The AANA, the MFA, the IAB? These are organisations led by people I respect, doing genuinely important work for our industry. But setting a regulatory or ethical standard on platform investment is not their role, and it was never designed to be. This is not a problem that trade bodies can or should solve.
There is another reason Australian agencies won’t move first, and it has nothing to do with courage. Many operate under client spend agreements negotiated at global headquarters, in New York, London, or both, that lock in platform allocations well above what any local market director can unilaterally shift. They will say the right things. They will express, with feeling, that children matter. The media plan will not change.
Which leaves the CMO.
Specifically, the Australian CMO. The one whose board hasn’t asked the question yet but will. The one with enough tenure to absorb a short-term performance dip. The one brave enough to move first, and who will be the one everyone else quietly points to when they finally follow.

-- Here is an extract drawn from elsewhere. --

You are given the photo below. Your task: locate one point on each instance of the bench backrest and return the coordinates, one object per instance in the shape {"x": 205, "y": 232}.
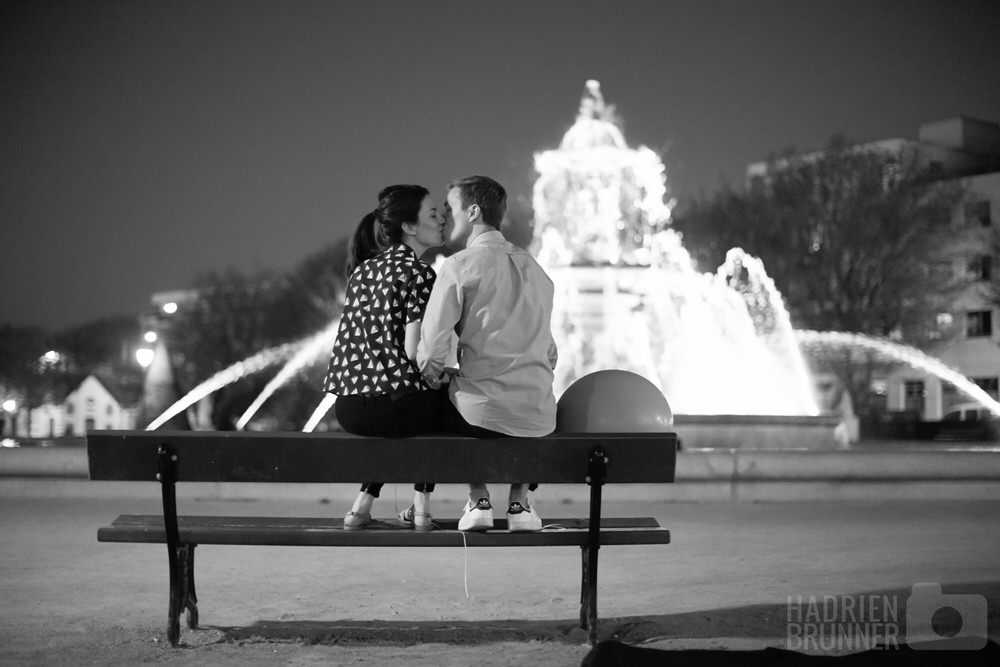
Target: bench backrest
{"x": 226, "y": 456}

The brands that moved money away from X when its content moderation collapsed showed exactly what that leverage looks like in practice. They did it because the reputational risk became visible and the permission was granted.
Two jury verdicts finding a platform guilty of designing products to addict children should clear the same bar.
Start small. Test a modest reallocation of your spend into environments not currently under indictment for harming children. Measure it properly. Use it as proof of concept for the conversation your board is eventually going to force you to have anyway.
The verdicts are not finished. The litigation pipeline is full. The regulatory environment is tightening. And when the cost calculation finally shifts enough that the industry moves, everyone will say they saw it coming.
Some of us did. We said so. Loudly. For a decade.
The jury just confirmed we were right.
The question now isn’t whether the harm happened. That’s been decided.
The question is what you do the morning after a verdict?
Nobody is going to make that decision for you. Not a columnist. Not a conference. Not even a jury.
Just you. And what you can live with.